From Willow, with tummies already rumbling and my daughter already moaning that she needed the toilet, my intrepid navigator found a ‘short cut’.
‘It’s just 110 metres up here to the next one.’
I wasn’t so sure. Suddenly we were surrounded by council flats. Now I have nothing against council flats, but I felt that the Shauns would be in the city centre and tourist areas, not residential areas.
‘It’s just up here.’
‘It’s just over this bridge.’
‘I really, really need the toilet.’
There were no Shauns. We walked over the bridge and back down.
There was an Asda. With a toilet. And, strangely, a McDonalds. I’d imagined us having lunch in a nice coffee shop, but we were a long way from nice coffee shops and we were hot, tired, hungry and thirsty. So we had lunch in McDonalds.
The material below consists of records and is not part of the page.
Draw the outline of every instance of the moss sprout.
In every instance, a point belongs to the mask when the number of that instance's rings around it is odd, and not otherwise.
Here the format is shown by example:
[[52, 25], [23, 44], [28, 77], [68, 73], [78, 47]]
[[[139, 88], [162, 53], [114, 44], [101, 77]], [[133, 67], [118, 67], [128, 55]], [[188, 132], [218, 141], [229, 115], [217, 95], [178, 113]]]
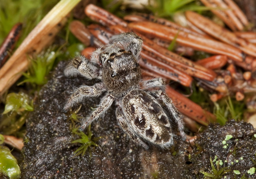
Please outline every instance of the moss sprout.
[[[0, 134], [1, 144], [3, 142], [3, 136]], [[6, 147], [0, 146], [0, 173], [10, 179], [18, 179], [20, 176], [20, 167], [16, 159]]]
[[[93, 147], [94, 146], [97, 146], [98, 145], [95, 142], [99, 140], [101, 137], [92, 138], [92, 133], [91, 131], [91, 125], [88, 127], [87, 130], [87, 133], [85, 134], [82, 131], [78, 131], [78, 129], [74, 128], [72, 132], [75, 134], [79, 136], [80, 138], [73, 141], [71, 143], [80, 143], [82, 145], [79, 148], [74, 152], [73, 154], [74, 157], [82, 154], [84, 155], [87, 149]], [[91, 151], [90, 151], [90, 157], [92, 156]]]
[[214, 167], [214, 165], [212, 160], [211, 157], [210, 158], [210, 161], [211, 163], [211, 166], [212, 167], [211, 170], [209, 169], [210, 170], [210, 173], [208, 173], [204, 171], [200, 171], [201, 173], [204, 175], [205, 178], [212, 178], [214, 179], [222, 178], [223, 177], [224, 175], [231, 170], [230, 169], [228, 168], [227, 167], [219, 169], [220, 161], [219, 161], [218, 162], [217, 168], [215, 168], [215, 167]]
And my son realised where he’d gone wrong. The app had thought he was on a parallel road to the one we were actually on (they were a stone’s throw apart), but there was a small matter of a river in between. We weren’t supposed to cross the river.
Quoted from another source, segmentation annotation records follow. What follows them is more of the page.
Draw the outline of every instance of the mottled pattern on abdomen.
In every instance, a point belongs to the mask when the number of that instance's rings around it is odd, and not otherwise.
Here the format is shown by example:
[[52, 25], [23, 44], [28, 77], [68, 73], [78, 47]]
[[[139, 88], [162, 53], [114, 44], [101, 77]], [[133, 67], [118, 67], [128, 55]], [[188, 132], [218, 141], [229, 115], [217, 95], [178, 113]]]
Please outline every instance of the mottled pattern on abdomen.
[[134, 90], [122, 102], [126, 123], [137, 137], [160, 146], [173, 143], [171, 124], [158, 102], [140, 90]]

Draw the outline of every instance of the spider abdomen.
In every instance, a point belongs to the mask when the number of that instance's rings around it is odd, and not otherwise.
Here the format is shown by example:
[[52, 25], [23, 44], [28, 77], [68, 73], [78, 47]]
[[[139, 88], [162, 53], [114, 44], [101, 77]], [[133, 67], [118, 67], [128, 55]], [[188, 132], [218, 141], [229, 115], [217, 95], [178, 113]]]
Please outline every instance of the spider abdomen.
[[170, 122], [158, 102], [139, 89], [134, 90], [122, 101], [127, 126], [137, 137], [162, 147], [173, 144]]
Suddenly, it didn’t look like we find 20 Shauns.
At the harbourside, we found Shaun Bean – silver and polished to mirror-like perfection.
‘There’s one just up here.’
I really wasn’t sure – it looked like we were going off the beaten track again. But my son was right and I should have had more faith. In his own clearing, surrounded by hay bales, was Bahhber. Then we came across one of the most incredible Shauns of all – the fantastic Pirate Captain – a kind of Captain Jack Sparrow in sheep form, complete with a row of pistols across his back and a seagull in his hat. He was VERY popular. My paltry photo does him no justice all – with no sign of his pistols. Next up was Air Fleece – a Red Arrows-inspired Shaun, who was my daughter’s favourite. Round the corner a bit was Dolly – one of my favourites – a mosaic Shaun who appeared to have Smarties for wool. Our last Shaun in the vicinity of the harbour was Life Aquatic, appropriately positioned outside the aquarium.
At this point, we were torn whether to carry on. It was very hot and we’d already walked a long way, but my younger son, the boy who hadn’t even wanted to go, was on a roll. Gone was the sadness of a few days before, his childish enthusiasm for life was back and he was going to find more Shauns!
‘We’re having a great day out, aren’t we?’
We certainly were.
We found the fabulous King Arthur of Lambelot and Excalibaa, followed by Beach Boy. We struggled to find Green Poems for a Blue Planet, because the app told us we’d found it when were at the back of the building. Needless to say, it was at the front. Baawolf was outside the Hippodrome theatre and Honey, another of my favourites, was in yet another church yard. Woolly Jumper was indoors in the market – and covered in real wool that had taken 500 hours to complete! Our last Shaun, as we headed back to the railway station, was Knitwit, all wrapped up for winter in jumper, hat and scarf.
Remarkably, after our diversion to Asda, we’d actually found 20 Shauns. Next time, we’ll aim for a different area of the city.
Shaun in the City is a great way to spend a couple of hours or a couple of days, however old or young you are!